In reality these are moral choices made by societies and individuals based on their cultural histories, which of course includes ancestry and religion, and also the arguments of moral philosophers. But I don’t think moral philosophy has contributed much that is widely accepted these days, so any “Enlightenment project” for this most be considered failed. Even Kant’s categorical imperative seems to be losing influence in a large segment of the world where ethnic nationalism argues that some people should be “more equal” than others. Religion has never been good on that front of course so it’s clearly not the solution. Perhaps we need better philosophers - or better priests - but ultimately it is the choices of the mass of the people and their leaders that matters most.

William M. Connolley said...

No, "murder" isn't identical to "kill". It means kill-outside-law. Any society needs the sanction of force, ultimately. Refer to Hobbes.

Arthur said...

So what is moral is defined by the laws?

William M. Connolley said...

No, law and morality are distinct. But - to take the example of killing - morality, whilst forbidding killing-by-individuals recognises that there will be times when killing people is necessary for society-as-a-whole. But for the sake of the stability of society, this can only be permitted via the laws. This is the familiar state-monopoly-on-violence.

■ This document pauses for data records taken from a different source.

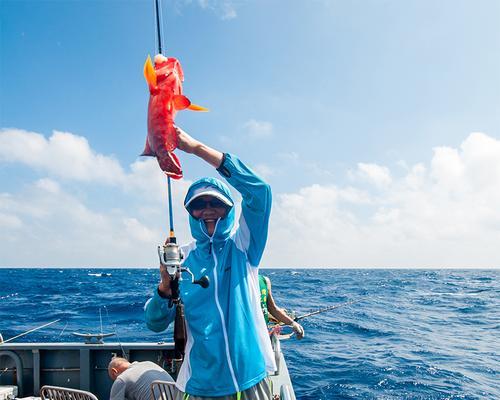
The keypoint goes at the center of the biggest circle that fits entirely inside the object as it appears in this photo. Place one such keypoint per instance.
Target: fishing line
(159, 43)
(65, 326)
(116, 332)
(31, 330)
(100, 318)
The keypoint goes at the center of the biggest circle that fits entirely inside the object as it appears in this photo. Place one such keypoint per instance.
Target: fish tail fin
(170, 164)
(149, 72)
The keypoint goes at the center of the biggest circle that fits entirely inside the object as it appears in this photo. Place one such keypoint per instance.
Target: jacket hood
(224, 225)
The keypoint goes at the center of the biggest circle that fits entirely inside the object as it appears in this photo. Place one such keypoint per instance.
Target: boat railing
(19, 368)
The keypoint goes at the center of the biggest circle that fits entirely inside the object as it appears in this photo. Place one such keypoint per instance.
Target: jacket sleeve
(157, 313)
(251, 235)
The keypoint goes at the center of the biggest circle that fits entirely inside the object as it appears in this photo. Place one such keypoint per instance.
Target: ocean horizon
(414, 334)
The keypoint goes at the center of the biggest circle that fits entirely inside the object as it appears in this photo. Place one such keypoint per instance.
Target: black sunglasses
(200, 204)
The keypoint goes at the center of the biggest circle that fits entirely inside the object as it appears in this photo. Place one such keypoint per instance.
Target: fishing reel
(171, 258)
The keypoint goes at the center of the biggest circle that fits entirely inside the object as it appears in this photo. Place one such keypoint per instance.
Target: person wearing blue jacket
(228, 353)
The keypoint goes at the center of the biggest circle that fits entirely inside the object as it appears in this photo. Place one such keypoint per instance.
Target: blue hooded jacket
(228, 348)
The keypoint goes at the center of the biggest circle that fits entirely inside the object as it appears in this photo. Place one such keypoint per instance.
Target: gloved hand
(297, 328)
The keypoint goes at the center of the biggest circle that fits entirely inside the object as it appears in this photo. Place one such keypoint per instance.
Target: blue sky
(377, 123)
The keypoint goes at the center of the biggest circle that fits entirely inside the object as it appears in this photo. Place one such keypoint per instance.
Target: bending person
(132, 381)
(228, 354)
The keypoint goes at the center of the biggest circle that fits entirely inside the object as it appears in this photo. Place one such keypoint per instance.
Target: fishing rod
(29, 331)
(322, 310)
(170, 255)
(278, 328)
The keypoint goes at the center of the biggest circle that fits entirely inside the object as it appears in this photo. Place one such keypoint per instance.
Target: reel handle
(204, 282)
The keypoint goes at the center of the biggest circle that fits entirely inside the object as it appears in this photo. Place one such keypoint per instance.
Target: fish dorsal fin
(181, 102)
(147, 150)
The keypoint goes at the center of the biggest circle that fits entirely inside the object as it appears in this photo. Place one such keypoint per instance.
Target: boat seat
(163, 390)
(60, 393)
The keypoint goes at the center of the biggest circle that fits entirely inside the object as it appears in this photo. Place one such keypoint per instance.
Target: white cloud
(224, 9)
(63, 155)
(375, 174)
(258, 129)
(443, 215)
(264, 170)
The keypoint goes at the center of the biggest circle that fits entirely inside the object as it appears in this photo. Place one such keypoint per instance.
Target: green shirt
(264, 292)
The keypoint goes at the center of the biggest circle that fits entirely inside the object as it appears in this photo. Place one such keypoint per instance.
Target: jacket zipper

I may not kill you, even if I wish to, no matter how good my private reasons; and this is enforced by both law and morality. If the state instructs me to kill you then I may do so legally (obvs) and, most would agree, morally. Though the headsman was never popular; people prefer not to acknowledge the hard truths underlying their reality.

Police shootings are somewhat different, in that the theory is that the police will only kill in order to protect others, so it is a balance-of-evils.

CapitalistImperialistPig said...

Philosophers who ignore human nature, including our moral instincts, are as doomed to irrelevance as those who ignore the law of gravity. People like Jonathan Haidt and Christopher Boehm are trying to look for the morals people actually apply, not what they would like them to have.

Their investigations are cross cultural, and in Boehm's case, even cross species. What they have learned is that moral instincts are not created by societies, but like language instincts are shaped by societies. Thus, purity instincts are universal, or nearly so, but what is impure is strongly conditioned by society. The same can be said of fairness instincts, but once again, in group and out group get different considerations.

You make the same distinction. What you call murder is forbidden, unless it is the murder of someone declared to be murder worthy by society.

William M. Connolley said...

Not quite. "Murder" is reserved for extra-legal killing; killing sanctioned by the state isn't murder. And "the murder of someone declared to be murder worthy by society" isn't quite the right exclusion: killing of e.g. armed suspects by police isn't murder, even though those person have not been explicitly "declared to be murder worthy by society".

CapitalistImperialistPig said...

Sometimes Dr. C, I think that you are being deliberately choosing to be dense. Hitler didn't murder Jews and Gypsies because those killings were state sanctioned in your world. The difference between societal and state sanction is also another distinction without a difference.

And yes, killings in self defense, are killing that society and the state are killing of persons the laws explicitly declare "to be murder worthy." I used this circumlocution for a reason. The point, which apparently escapes you, is that the distinction between legal and illegal homicides can be a fuzzy one. That distinction is made in our minds and by our laws in terms of in group (those not legally targetable) and out group (those that are).

William M. Connolley said...

Belatedly: the killing / murder distinction is analogous to tax / theft.